Several years ago, Prides Corner partnered with North Creek Nurseries to create American Beauties Native Plants, a branded line that focuses on native plants with ornamental characteristics that work well for the landscape. This million-dollar brand has become one of the company’s fastest growing categories, accounting for a 16% increase in sales last year. A portion of sales from American Beauties Native Plants have gone to support environmental education programs for the National Wildlife Federation and other programs, such as the Pollinator Partnership and the Wings Over Ohio program.

Prides Corner started with building interest in the American Beauties brand at the garden center level. At times, that has been a tough sell, but with mounting public interest in pollinators and momentum building for using native plants in the landscape, retail interest has picked up. In addition, an unexpected bonus has been the thousands of American Beauties plants Prides Corner sells to commercial landscapers every year.

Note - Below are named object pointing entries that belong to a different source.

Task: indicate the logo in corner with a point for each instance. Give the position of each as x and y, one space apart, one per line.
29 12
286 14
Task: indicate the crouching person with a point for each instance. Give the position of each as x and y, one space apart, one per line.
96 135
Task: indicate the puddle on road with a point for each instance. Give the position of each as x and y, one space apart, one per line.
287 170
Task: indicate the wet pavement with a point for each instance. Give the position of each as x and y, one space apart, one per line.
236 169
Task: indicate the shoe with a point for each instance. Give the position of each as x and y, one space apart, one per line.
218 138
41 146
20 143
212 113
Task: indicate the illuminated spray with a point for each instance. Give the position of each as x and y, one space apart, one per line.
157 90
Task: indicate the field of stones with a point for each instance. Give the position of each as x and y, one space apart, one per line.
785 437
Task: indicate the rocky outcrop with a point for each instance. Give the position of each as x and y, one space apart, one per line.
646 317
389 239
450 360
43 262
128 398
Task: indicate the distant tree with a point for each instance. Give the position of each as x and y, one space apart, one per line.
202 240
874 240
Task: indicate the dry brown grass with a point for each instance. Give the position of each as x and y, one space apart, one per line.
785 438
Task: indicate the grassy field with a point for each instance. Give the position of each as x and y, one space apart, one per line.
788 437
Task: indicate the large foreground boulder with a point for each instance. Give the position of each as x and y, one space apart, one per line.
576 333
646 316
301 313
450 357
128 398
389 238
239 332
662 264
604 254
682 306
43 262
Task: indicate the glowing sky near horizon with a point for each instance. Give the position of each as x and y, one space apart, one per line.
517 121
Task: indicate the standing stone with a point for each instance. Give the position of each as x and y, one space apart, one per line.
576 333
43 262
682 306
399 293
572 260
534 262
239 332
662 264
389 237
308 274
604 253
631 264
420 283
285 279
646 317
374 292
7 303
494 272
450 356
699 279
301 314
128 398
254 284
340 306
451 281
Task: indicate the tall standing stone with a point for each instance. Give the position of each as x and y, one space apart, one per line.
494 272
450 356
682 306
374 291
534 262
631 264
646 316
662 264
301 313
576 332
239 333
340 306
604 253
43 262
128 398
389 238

“We were so focused on retail, we were clueless as to how much of an influence the American Beauties brand would have on not just big landscapes, but also smaller landscapers looking for an edge with household landscaping for customers,” says Tim Kane, Prides Corner Farms Marketing and Inventory Manager. “It was something they could bring to the table that was different. We were surprised at how much it has resonated on the landscape side.”

Prides Corner Farms Leads Through Its Actions
In March 2017, Prides Corner Farms cut the ribbon on its newest project — the completion of an open-sided greenhouse range with 725 solar panels on top. The new facility will house the company’s plant shopping area and loading dock. The solar panels now provide 25% of the operation’s electricity and will produce 240,000 kilowatts of electricity annually.

Prides Corner Farms’ owner Mark Sellew says one of the motivators for the project was the company’s desire to lead with its actions in sustainability. Working in partnership with the USDA’s Connecticut Resource Conservation and Development Area, the Connecticut Farm Energy Program, and USDA Rural Development, Sellew committed $1.6 million of the company’s funds to make the project a reality.

The new facility gives 100-plus workers a comfortable, efficient place to work that protects them from the elements. A hidden bonus is the frost protection that the structure provides for the plants. Previously, the loading and shipping area was uncovered, so plants had to be stored in another area until they were ready to ship, which resulted in a scramble to get plants down to the dock and trucks loaded on the day of shipping.

Syn-RG Handpicks Better Consumer Choices
Prides Corner Farms is part of a group of growers and retailers taking an innovative approach to plant marketing, with the goal of encouraging consumer success. The company, in collaboration with Overdevest Nurseries (NJ), Saunder’s Brothers (VA), Willoway Nurseries (OH), and Sheridan Nurseries (Ontario), is developing a joint trialing program with its customers that will make it easier for consumers to sift through the many new plants that come on the market each year.

After plants go through a rigorous certification and trialing process by growers and retailers, they will receive a “Handpicked for You” mark, which is similar to a trustmark or stamp of approval. The mark will assure consumers that the plants have been tried and tested for success. The Handpicked for You program is not a new brand; rather, it is an added designation to the tag or pot that helps bolster consumer confidence in their purchase.

The group is in its second year of rolling out the program to independent garden centers and is hoping to implement a bigger release in 2018.